On 22/12/2021 23:25, James wrote:
> 
> 
>> On 23 Dec 2021, at 2:09 am, Stephen Worthington <stephen_agent at jsw.gen.nz> wrote:
>>
>> On Wed, 22 Dec 2021 11:08:31 -0600, you wrote:
>>
>>> I'm getting ready to replace a family member's MythTV backend with a new
>>> PC. The new PC will have MythTV 31. The old PC has a > 7 year old MythTV
>>> (0.27 or earlier) with a few dozen recordings. The recording schedule is
>>> pretty simple so I'm OK with starting from scratch with a new
>>> configuration were it not for the recordings.
>>>
>>> Originally I'd thought I'd convert the recordings to videos on the old
>>> backend then 'scp' them over to the new backend, but I'm not having any
>>> luck with the mythvidexport2.py script I downloaded: a job gets added to
>>> the queue but sits there and never runs. Also I see that the script has
>>> to do some kind of encoding of the video file. This has me concerned
>>> that it might get time-consuming to migrate a lot of recordings this way.
>>>
>>> Now I see that it might be possible to restore the old backend's
>>> database on the new backend system.
>>>
>>> Questions:
>>>
>>> 1. What is the correct way to submit a user job and force it to run as
>>> soon as possible?
>>
>> User jobs need to be enabled, and there are settings for how many user
>> jobs can be run at once - generally this should not be set any higher
>> than the number of CPU cores available.  The job queue is only checked
>> every so often (30 seconds?) and if there is a spare slot for a job,
>> the top job will be started.
>>
>>> 2. Is it safe to use the mythconverg_restore.pl script to do a full
>>> restore of a backup taken on a <= 0.27 backend to a 31 backend?
>>
>> No.  It depends on just how old the database schema is.  I can not
>> remember where the cutoff point is, but v31 only has schema update
>> code back a certain number of versions.  If the database schema is
>> older than that, you have to do the upgrade in two steps.  First you
>> install an older MythTV version (say 0.27, but I am not sure of the
>> correct version) that has all the older schema update code.  You
>> restore the database on that version, run mythtv-setup to update the
>> schema, and then backup that database.  Then you can restore this
>> intermediate database to a v31 system and run mythtv-setup to get it
>> updated to the v31 schema.  The easy way to do this is to use a
>> virtual machine, and install Ubuntu 16.04 say (if that has the correct
>> intermediate MythTV version).  You can find out the last version that
>> has all the older schema update code by reading the release notes on
>> the mythtv.org website.  A number of people have done this sort of
>> upgrade now, and it is reasonably straightforward, if rather tedious.
>>
>>> 3. Assuming I can do a full database restore, is there anything I have
>>> to do with the recordings other than 'scp' them to a recordings storage
>>> directory on the new backend?
>>
>> No, there is nothing else that needs doing.  But scp is very slow
>> compared to using a SAMBA connection (the traffic is encrypted).  Even
>> better is to just take the old hard drive(s) from the old machine and
>> temporarily attach them to the new PC and copy from one drive to the
>> other.  Or just mount them permanently on the new PC and point storage
>> directories to them.
> 
> Why is it considered not possible to just copy recordings and videos to videos directory?

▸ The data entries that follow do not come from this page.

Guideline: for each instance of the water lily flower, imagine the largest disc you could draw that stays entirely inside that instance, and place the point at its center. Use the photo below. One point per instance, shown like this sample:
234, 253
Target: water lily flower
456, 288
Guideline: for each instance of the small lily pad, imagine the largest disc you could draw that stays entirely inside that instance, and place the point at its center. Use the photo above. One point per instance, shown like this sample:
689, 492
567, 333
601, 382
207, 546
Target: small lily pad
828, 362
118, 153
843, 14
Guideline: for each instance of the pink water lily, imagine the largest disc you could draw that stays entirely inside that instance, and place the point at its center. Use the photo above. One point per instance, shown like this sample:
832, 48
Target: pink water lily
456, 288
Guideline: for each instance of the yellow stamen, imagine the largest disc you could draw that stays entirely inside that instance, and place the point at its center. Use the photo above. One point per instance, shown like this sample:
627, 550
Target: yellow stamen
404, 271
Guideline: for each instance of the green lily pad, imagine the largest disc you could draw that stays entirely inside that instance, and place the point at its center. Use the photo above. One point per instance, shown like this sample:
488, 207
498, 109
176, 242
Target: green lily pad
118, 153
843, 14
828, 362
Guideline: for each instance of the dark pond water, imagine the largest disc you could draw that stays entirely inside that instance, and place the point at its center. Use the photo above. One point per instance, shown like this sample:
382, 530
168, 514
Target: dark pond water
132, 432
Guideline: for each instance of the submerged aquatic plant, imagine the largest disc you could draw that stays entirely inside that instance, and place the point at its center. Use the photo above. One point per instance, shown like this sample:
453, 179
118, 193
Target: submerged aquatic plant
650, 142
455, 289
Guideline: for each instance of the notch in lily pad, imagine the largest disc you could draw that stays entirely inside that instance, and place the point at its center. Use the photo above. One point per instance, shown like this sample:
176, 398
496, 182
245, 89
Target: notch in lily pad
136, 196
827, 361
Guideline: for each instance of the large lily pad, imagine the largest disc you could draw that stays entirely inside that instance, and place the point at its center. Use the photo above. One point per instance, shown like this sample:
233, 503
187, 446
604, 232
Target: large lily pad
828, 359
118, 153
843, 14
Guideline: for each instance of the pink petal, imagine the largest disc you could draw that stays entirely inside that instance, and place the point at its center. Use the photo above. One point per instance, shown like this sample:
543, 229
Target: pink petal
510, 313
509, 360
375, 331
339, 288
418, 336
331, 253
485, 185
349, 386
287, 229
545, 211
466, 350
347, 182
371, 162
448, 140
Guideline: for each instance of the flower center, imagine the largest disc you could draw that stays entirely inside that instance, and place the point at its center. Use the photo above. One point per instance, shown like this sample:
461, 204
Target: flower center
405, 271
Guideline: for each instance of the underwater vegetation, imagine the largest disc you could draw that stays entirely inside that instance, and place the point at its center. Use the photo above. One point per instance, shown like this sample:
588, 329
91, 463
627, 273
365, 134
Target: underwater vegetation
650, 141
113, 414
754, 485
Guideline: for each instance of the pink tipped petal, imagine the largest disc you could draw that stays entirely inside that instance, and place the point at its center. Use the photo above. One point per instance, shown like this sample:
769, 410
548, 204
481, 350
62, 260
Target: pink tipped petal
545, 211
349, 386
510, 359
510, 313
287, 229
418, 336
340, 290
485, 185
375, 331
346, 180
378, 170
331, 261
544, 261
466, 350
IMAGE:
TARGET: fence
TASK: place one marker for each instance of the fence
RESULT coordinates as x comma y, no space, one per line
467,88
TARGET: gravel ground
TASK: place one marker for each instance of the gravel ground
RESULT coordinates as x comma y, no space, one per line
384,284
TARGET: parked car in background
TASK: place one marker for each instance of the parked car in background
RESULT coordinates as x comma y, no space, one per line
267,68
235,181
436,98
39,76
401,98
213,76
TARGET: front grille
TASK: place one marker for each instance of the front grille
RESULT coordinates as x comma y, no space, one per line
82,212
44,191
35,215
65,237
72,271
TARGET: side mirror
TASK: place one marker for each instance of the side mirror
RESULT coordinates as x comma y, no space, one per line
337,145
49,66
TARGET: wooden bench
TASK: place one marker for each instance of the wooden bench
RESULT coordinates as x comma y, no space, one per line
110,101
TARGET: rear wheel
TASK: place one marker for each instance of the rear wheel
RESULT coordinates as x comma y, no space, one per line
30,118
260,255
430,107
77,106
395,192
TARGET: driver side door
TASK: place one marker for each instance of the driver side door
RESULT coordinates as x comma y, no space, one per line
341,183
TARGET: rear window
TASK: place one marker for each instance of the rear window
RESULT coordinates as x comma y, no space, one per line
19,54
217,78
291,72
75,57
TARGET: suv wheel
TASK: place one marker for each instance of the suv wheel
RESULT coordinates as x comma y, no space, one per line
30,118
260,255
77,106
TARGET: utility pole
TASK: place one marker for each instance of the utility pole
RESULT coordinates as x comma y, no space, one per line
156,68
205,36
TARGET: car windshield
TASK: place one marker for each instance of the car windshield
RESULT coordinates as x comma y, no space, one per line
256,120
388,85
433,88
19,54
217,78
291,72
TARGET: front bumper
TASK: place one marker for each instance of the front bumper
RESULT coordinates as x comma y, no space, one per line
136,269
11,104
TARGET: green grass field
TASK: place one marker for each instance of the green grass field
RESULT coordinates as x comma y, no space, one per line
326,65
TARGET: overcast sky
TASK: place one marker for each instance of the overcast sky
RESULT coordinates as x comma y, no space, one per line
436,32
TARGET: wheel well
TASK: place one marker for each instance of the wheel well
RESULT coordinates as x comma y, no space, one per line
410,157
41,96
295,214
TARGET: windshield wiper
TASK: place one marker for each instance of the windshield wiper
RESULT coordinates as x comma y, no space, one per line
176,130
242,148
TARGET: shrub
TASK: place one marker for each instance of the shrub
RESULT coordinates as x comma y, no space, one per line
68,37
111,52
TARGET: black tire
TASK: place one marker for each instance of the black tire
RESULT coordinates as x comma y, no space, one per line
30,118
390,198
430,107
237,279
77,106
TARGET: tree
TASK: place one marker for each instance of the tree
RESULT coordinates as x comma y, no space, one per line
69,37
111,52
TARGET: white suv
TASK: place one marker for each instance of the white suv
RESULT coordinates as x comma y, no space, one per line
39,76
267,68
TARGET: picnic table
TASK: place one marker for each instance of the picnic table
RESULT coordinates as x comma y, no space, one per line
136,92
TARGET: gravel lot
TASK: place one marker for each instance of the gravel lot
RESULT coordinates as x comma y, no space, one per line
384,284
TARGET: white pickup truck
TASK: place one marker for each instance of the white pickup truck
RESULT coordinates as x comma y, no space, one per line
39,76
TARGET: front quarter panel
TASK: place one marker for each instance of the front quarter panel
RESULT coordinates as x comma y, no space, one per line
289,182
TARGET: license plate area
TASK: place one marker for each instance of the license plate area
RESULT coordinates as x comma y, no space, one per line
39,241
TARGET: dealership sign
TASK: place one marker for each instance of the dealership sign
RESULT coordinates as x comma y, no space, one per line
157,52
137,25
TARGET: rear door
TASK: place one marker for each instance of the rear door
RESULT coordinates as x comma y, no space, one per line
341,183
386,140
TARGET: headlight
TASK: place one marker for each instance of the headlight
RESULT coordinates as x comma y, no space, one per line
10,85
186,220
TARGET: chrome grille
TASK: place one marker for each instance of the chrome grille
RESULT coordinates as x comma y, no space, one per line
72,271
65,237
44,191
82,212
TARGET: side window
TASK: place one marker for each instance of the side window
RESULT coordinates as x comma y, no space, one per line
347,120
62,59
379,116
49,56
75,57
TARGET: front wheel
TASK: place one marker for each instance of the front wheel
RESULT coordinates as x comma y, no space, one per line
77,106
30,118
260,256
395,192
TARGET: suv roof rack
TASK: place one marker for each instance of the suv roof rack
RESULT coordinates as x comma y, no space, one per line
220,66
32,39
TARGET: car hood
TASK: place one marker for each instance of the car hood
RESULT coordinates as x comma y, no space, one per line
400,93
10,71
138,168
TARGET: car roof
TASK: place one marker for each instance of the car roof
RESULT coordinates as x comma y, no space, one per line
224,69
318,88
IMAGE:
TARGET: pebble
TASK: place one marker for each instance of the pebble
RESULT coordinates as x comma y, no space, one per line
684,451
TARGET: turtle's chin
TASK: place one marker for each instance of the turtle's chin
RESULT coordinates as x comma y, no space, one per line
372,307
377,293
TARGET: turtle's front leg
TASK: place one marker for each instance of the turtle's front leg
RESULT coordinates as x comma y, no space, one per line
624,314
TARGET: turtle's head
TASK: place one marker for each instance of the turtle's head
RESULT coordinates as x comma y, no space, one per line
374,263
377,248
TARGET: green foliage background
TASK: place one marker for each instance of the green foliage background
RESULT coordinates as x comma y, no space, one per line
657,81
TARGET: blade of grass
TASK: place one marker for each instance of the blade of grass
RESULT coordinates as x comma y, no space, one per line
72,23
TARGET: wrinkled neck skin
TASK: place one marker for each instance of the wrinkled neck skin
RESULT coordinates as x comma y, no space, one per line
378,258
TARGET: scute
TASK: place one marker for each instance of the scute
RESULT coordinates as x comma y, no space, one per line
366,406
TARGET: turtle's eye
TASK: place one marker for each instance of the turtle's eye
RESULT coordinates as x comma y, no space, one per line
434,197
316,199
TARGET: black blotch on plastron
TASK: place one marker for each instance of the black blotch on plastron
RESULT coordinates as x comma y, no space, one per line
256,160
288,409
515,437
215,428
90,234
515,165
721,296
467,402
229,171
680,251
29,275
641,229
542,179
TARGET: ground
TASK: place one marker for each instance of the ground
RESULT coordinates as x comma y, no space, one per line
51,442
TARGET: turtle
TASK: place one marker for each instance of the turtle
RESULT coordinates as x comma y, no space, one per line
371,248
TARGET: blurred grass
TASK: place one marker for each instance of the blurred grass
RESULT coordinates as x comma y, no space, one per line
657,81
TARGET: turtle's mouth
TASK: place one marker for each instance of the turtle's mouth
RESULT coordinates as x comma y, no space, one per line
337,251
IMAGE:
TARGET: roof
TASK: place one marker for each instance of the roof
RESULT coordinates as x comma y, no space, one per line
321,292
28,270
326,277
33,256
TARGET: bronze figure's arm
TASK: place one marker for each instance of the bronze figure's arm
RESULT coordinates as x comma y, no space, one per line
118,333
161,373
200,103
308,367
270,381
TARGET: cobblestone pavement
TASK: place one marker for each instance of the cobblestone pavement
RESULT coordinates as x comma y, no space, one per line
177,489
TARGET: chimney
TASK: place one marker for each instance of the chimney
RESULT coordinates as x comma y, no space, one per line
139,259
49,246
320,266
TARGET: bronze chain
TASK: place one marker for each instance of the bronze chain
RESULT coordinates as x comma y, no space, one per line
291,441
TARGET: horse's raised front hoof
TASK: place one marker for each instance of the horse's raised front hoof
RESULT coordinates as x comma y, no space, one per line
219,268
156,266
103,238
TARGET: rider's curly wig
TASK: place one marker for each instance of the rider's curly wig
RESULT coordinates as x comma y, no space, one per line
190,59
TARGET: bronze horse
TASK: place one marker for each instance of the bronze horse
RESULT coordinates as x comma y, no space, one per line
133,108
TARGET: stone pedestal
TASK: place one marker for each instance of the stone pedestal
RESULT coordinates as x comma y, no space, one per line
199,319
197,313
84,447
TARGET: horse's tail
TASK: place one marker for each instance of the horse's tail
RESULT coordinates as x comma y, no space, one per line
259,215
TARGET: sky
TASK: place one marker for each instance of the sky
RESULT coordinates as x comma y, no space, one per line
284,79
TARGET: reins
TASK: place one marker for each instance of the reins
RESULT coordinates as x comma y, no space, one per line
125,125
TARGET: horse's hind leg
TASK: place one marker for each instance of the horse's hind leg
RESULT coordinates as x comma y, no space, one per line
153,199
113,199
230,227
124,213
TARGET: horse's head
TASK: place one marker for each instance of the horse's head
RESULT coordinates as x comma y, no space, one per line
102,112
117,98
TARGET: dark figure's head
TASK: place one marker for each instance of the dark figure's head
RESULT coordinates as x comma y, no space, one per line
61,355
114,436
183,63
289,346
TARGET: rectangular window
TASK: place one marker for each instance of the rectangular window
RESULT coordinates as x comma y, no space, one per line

> I do, and it works for me, the only issue is recordings get funny names like 1099_20200426133000.ts.
> (well meta data for videos is gone too)
> I have a Gb network and scp transfers files at 100 (actually a strange number like 107) MB/s
> 
> I'm not being a troll in any way and my only motivation is to learn, but the above advice sounds like . . . um . . . crap. (I am not talking about database words-of-wisdom)
> Even on a 100Mb network - enjoy lunch while it gets done.
> James
> 
One reason would be to clean up the recording. Most recordings these days are of transport streams 
and will contain unwanted segments, be they adverts, trailers or just the station ident. In modern 
digital recording, every time one of those happens (at least here in the UK) there can be a format 
switch, ie from interleaved to progressive or even from 30fps to 25fps, etc.

It therefore makes sense to edit the original, extract using a cut list and then run it through 
something like Handbrake to produce a consistent - and often smaller - output file, possibly in a 
better format for subsequent playing. That is what most of the scripts like mythvidexport are doing.